Posted on | August 25, 2013 | No Comments

Before joining Intel, I was planning a project on the history of professionalism. Specifically, I wanted to study genres of popular pedagogy devoted to teaching office workers self-management skills. I was interested in two areas, to be explored in the next series of posts:

1. The establishment of human relations as a discipline, particularly the influence of Elton Mayo on the formative curriculum at Harvard Business School.

Mayo was an ex-pat Australian most famous for studies of workers conducted at the Hawthorne plant of Western Electric in the 1920s. What is not often known is that he misrepresented a number of qualifications in the process of securing his position in the US (obviously this is not symbolic of Australians more broadly!). Mayo’s sphere of influence included patrons in business and physiology, which is only to be expected of someone who wanted to conduct scientific research but who dropped out of medicine three times. He was also connected to thought leaders in philosophy (Alfred North Whitehead) anthropology (Bronislaw Malinowski) and child psychology (Jean Piaget). As Abraham Zaleznik explains: “These latter figures provided Mayo with support from the social sciences for his methodology of field work and of his strategy of simple theory and complex fact” (from the foreword to Richard Trahair’s biography of Mayo, commemorating the 75th Anniversary of Harvard Business School).

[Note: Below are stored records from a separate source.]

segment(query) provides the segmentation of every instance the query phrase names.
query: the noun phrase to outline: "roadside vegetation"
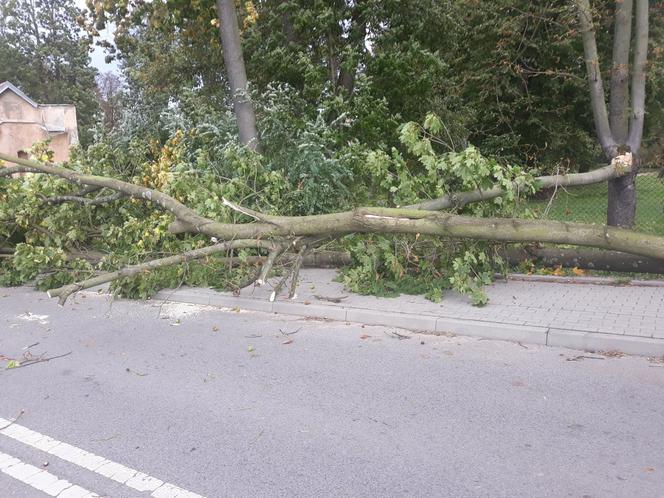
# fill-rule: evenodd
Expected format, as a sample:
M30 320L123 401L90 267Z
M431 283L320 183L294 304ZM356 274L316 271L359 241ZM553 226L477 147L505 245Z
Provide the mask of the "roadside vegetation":
M648 121L644 128L631 120L643 134L631 150L643 166L658 167L664 9L634 4L635 23L645 6L651 29L647 86L639 79L643 37L635 37L632 88L644 91L633 104L648 108ZM600 179L624 178L625 190L636 170L615 162L628 157L626 141L597 139L599 103L584 66L590 45L580 36L587 18L598 69L612 74L618 21L609 1L265 0L237 9L228 0L90 1L87 10L69 0L4 3L0 79L38 95L37 83L61 81L61 65L91 70L87 58L64 57L73 46L49 54L44 30L53 39L78 33L77 46L101 43L122 74L101 75L97 91L88 72L67 80L77 93L60 98L82 105L94 95L99 110L79 108L95 119L81 120L85 141L64 168L50 165L46 142L31 151L37 163L13 161L20 176L0 174L0 285L35 282L64 301L87 285L74 283L120 271L107 280L114 292L148 297L180 285L239 290L276 271L290 278L283 286L292 293L302 258L333 248L350 253L341 278L356 292L438 300L454 288L483 304L482 286L506 270L511 241L566 243L571 229L578 232L569 243L613 248L599 227L541 224L547 201L531 200L542 175L611 164ZM113 43L100 41L111 25ZM609 79L612 95L622 95ZM629 105L610 108L625 114ZM422 207L492 189L500 194L481 202ZM578 189L593 195L569 187L546 216L604 224L606 189ZM662 198L639 199L639 229L664 235ZM576 216L589 206L592 217ZM341 221L325 225L318 216L329 213ZM303 216L312 218L294 218ZM625 251L664 255L656 237L612 230ZM168 265L146 263L169 257ZM121 270L128 265L144 266Z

This intellectual milieu is interesting from the perspective of affect theory. It suggests another legacy to complement those that take their departure from Spinoza, the moment of systems theory, or Freud, for instance. Mayo’s well-documented charisma – his reliance on transference, as Zalaznik quite frankly puts it – seems to have played a role in perceptions of his competence, whether from financiers, protégés or study participants. Mayo’s idiosyncratic interview technique mixed therapy and work, indeed blurred this boundary purposefully, if we are to believe his assistants.

His preference for interviewing women alone is just one part of this history that I would like to investigate further. According to Trahair, at various stages Mayo treated his wife and her sisters for “irrational fears” (112), to the point of having one sister-in-law sent to “a quiet room in a new a hospital” (117) so that he might interview her twice daily. There are many silences in Trahair’s biography when it comes to these diagnoses and details.

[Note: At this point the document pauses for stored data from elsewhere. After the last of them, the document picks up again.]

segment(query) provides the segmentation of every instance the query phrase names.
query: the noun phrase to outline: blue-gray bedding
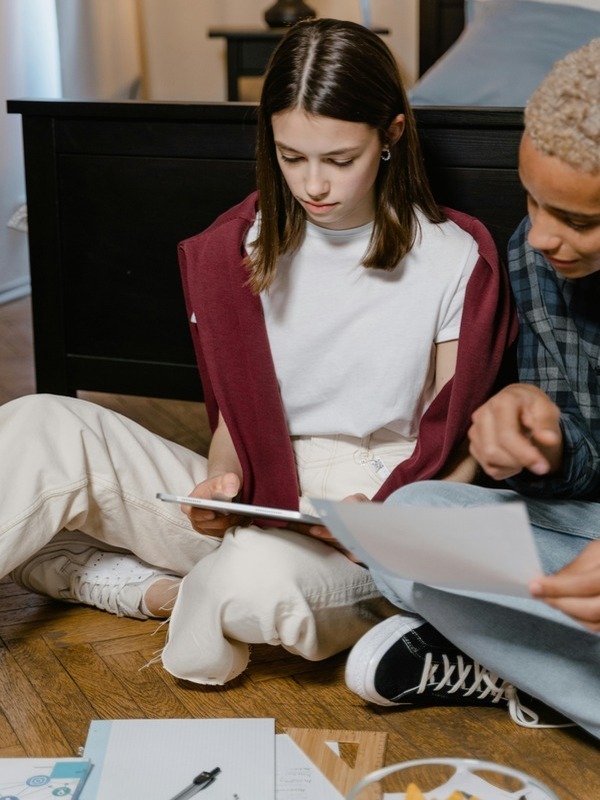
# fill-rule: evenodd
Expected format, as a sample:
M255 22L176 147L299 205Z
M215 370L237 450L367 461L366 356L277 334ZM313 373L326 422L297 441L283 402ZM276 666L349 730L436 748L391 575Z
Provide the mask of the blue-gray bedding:
M409 93L418 106L516 106L553 63L600 36L599 10L538 0L489 0Z

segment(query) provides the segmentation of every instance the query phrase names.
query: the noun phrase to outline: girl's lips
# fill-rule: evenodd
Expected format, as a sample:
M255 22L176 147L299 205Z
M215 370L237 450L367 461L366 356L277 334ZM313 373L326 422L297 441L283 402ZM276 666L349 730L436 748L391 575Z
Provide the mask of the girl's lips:
M304 206L313 214L324 214L336 205L337 203L310 203L308 200L304 200Z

Of course, these issues may say less about Mayo himself than the power of men over women at this moment in history. We might wonder, though, why and in what ways the one-on-one interview continues this legacy in the mentoring and performance management practices in the workplace today. Such practices normalise an isolated relationship of power and dependence, a process that served the infantalization of women in previous points in history. On this, my further motivation in revisiting Mayo’s legacy is to ask what happened to the two participants who were kicked out of the original Hawthorne study for what Trahair only terms “uncooperative behavior”.

Explaining the fate of Adeline Bogotowicz and Irene Rybacki, Trahair notes:

The former had married, and after being dropped from the study and taking an assembler’s position elsewhere in the plant, left the company in August. Rybacki had lost interest in her home life and work during the months leading up to Bogotowicz’s marriage. Both girls’ output had fallen, and the other girls teased her about it, and she became irritated. Also, despite the assurance of company officials to the contrary, she began to believe her friends whom she had left in the regular department when they told her that the test-room study was a management scheme to maximize profits. In management’s eyes she turned “Bolshie,” and in December 1927 was asked by George Pennock, assistant works manager, and his associate Mark Putnam to explain her change in attitude. She could not, complained of fatigue, and said she wanted to leave the study. Ten weeks later when Mayo visited the Hawthorne Works, he asked to see her medical report, noticed immediately that she had symptoms of secondary anemia, and suggested referral to one of the company doctors. He put her on a special diet, and a two-week vacation was planned for her in the summer. Her blood count improved, and she regained weight and began to take a positive interest in life at home. She continued as an assembler in the regular department until she quit the company in September 1930 for health reasons about five months after her marriage. (230)

This passage leaves a lot to the imagination. In the absence of further research, one can only speculate on the full story. I wonder what happened to these women; I wonder if they had been friends. Trahair’s somber style gives us nothing of substance to go on. Still, the damning description of Rybacki as “Bolshie” gives a sense of the spirit of the times. It suggests the fate of those who would go against the emergent strain of management theory establishing the relationship between teamwork and productivity.